Do you watch how much you throw away? Keep track of your CO2 emissions? Have an eye on your energy usage? It all contributes to your energy impact on the world – see how the UK compares to other countries and globally based on our analysis of the world’s most environmentally friendly nations.
The map below highlights the breakdown of the different measurements that make up the average individual human impact in each country including energy consumption, air pollution and reliance on non-renewable energy.
Sources & Methodology
Green Energy (% of total energy)
On a national scale, this is an easy-to-grasp concept for seeing how committed a country is to trying to be greener, or how far it has progressed into renewable energy.

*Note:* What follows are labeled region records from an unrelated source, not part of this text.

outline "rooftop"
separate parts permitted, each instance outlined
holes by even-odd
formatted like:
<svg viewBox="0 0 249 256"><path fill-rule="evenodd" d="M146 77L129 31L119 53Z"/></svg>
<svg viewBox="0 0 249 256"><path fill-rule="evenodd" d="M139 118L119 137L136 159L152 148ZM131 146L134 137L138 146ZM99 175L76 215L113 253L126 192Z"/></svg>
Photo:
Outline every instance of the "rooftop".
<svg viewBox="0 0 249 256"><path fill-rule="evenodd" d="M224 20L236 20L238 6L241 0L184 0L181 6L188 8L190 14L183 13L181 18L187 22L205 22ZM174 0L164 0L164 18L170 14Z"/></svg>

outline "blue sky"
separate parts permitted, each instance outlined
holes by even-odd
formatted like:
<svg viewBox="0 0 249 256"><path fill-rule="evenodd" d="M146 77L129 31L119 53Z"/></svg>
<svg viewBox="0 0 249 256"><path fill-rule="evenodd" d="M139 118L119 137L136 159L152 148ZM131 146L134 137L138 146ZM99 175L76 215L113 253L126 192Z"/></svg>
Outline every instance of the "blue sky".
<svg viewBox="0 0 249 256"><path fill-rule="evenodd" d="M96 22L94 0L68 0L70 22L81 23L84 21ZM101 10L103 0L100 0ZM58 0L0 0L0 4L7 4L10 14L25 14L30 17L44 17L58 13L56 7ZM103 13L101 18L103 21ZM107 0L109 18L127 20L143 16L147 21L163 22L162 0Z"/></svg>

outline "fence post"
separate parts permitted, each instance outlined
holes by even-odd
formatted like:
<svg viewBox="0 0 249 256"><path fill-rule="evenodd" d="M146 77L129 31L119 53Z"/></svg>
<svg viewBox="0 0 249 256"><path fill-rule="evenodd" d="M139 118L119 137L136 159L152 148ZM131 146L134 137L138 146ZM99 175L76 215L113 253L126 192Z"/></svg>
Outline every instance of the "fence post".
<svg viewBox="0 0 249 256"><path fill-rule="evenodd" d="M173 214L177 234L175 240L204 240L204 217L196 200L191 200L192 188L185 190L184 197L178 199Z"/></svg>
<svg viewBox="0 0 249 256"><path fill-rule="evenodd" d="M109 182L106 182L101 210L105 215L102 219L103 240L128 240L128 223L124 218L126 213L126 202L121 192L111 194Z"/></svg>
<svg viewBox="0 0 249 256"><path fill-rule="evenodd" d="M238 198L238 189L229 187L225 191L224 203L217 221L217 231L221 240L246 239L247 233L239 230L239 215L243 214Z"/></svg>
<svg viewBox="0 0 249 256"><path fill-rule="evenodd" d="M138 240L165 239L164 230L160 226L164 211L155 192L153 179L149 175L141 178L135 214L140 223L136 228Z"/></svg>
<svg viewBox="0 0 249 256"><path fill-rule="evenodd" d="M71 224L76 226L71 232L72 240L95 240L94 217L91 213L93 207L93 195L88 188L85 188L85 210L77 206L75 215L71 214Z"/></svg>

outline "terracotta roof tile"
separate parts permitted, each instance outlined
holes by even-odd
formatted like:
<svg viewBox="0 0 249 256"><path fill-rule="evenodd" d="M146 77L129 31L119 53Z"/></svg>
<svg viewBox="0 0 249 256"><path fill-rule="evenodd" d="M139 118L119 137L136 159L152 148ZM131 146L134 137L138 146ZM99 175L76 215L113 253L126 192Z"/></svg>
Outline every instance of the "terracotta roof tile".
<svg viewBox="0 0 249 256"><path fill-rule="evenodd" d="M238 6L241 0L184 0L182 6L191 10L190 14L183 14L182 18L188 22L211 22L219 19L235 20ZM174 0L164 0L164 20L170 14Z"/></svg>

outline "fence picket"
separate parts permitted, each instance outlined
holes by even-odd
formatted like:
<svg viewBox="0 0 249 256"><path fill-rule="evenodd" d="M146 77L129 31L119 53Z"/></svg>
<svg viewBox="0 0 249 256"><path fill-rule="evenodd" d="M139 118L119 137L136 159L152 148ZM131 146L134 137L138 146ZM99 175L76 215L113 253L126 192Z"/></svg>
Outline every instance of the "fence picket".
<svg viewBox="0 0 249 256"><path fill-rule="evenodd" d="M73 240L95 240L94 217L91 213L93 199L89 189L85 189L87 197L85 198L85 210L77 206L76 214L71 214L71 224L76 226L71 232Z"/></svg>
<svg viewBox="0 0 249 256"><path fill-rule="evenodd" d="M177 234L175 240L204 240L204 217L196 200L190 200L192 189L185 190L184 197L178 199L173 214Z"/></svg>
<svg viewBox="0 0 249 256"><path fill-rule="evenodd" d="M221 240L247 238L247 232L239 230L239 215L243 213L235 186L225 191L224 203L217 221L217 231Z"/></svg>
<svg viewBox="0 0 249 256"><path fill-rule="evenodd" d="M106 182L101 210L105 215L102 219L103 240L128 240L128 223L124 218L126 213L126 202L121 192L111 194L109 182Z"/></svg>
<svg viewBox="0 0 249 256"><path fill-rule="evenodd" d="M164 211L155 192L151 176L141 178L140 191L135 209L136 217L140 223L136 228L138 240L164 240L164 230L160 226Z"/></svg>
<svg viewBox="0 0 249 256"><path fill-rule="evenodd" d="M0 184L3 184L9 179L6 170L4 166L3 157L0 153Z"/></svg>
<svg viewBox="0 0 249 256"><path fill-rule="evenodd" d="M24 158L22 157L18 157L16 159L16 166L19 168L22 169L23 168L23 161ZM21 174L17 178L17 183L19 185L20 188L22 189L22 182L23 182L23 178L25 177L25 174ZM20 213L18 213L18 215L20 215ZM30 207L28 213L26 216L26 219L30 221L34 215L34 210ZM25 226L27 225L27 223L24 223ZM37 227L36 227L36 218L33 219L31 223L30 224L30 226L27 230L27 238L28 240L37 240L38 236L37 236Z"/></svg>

Energy Consumption (Btu/capita/year)
Set alongside the % of energy that’s green, on an interactive map this will help to show how much non-renewable energy each person uses each year – it adds personal value and gives the Green Energy metric a more personal slant – “how much non-renewable energy am I wasting?”
CO2 Emissions (GDP/PPP)
Production of this greenhouse gas is a straightforward way to see how much each country is damaging the environment around them. This is separated from Air Pollution in order to demonstrate a contribution to global damage, whereas Air Pollution is a more localised problem.
Municipal Solid Waste (kg/capita/day)
The amount of rubbish produced by each person per day. Useful as a personal piece of information – readers can consider how much rubbish they produce each day and see whether they’re more efficient than the rest of their country, or the rest of the world.
Wastewater Treated (% of wastewater produced)
The amount of wastewater dumped without treatment affects the seas and oceans – it’s an ideal ocean metric to accompany how much we’re damaging the land in the form of Municipal Solid Waste produced, and the amount of Air Pollution ruining the atmosphere.
Air Pollution (PM2.5 Average Exposure (µg/m3))
A more localised metric compared to CO2 emissions. Rather than assessing damage to the atmosphere, it tracks the air quality in a national setting and accordingly how many small particles are getting into the lungs of humans and animals alike.
The effect of fish farming and catching is useful as a way of tracking the extent of human effect on the animal population in the oceans. It’s more valuable than land farming as it covers accidental catching of over-exploited species and damage to the ecosystem.
Tree Cover Loss
Measures the reduction in tree cover between 2000 and 2014 by country. As a metric it shows the effect of human actions as much as it does the direct statistical response to foresting, but also accommodates any attempts to reforest during this time.